In D157070#4573825 <https://reviews.llvm.org/D157070#4573825>, @rjmccall wrote:

> Let me try to rephrase to see if I understand the problem here.  In the coroutine function, the frontend allocates the awaiter object as a temporary like any other, i.e. with just an `alloca`.  The optimizer doesn't see any escapes of that `alloca`, so it thinks it can freely optimize accesses to it.  But in fact the awaiter object does escape and can be accessed separately somehow, so the proposed fix is just to emit a call which looks like an escape of the pointer.

Yes. Exactly.

> I don't really understand how the awaiter object escapes here — how is it possible to access it given just a `std::coroutine_handle`?

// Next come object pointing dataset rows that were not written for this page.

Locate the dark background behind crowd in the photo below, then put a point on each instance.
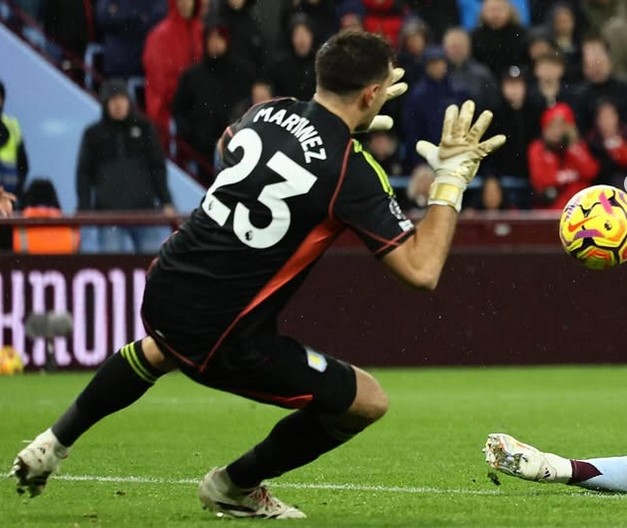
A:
(553, 71)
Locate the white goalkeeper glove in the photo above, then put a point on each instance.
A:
(456, 160)
(382, 122)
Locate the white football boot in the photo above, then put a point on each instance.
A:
(36, 462)
(508, 455)
(217, 494)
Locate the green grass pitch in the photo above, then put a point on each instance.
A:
(420, 466)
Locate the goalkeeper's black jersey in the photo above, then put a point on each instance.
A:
(293, 178)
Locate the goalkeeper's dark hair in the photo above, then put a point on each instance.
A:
(351, 60)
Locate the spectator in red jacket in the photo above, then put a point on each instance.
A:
(171, 47)
(608, 142)
(560, 163)
(384, 17)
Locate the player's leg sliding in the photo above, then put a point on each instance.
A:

The `std::coroutine_handle` refers to the coroutine frame, which is a **semi** opaque object. The language doesn't allow programmers to access the local variables from the coroutine frame directly. But the language allows the programmer to resume/destroy the corresponding coroutine. So that the programmer can access the local variables by the coroutine handle **indirectly**.

For this example,

  C++
  std::coroutine_handle<> await_suspend(const std::coroutine_handle<> h) {
      // Assume we will suspend unless proven otherwise below. We must do
      // this *before* calling Register, since we may be destroyed by another
      // thread asynchronously as soon as we have registered.
      suspended = true;
  
      // Attempt to hand off responsibility for resuming/destroying the coroutine.
      const auto to_resume = awaitable.Register(h);
  
      if (!to_resume) {
        // The awaitable is already ready. In this case we know that Register didn't
        // hand off responsibility for the coroutine. So record the fact that we didn't
        // actually suspend, and tell the compiler to resume us inline.
        suspended = false;
        return h;
      }
  
      // Resume whatever Register wants us to resume.
      return to_resume;
    }

The problem is that the call `awaitable.Register(h);` may destroy the coroutine referred by `h` then it is problematic to access the local variable `suspended` after that. The source code is good since it only access the local variable conditionally. But the optimizer ignores the fact that the local variable may be alias with the coroutine handle. So the compiler optimize the conditional access to unconditional access. So problem happens.

---

Then above explanation tells the reason why this is only matters with awaiter. Since the language only allows the programmer to access the coroutine handle from `await_suspend` which is member function of an awaiter. So it is sufficient to take care of awaiter specially to me.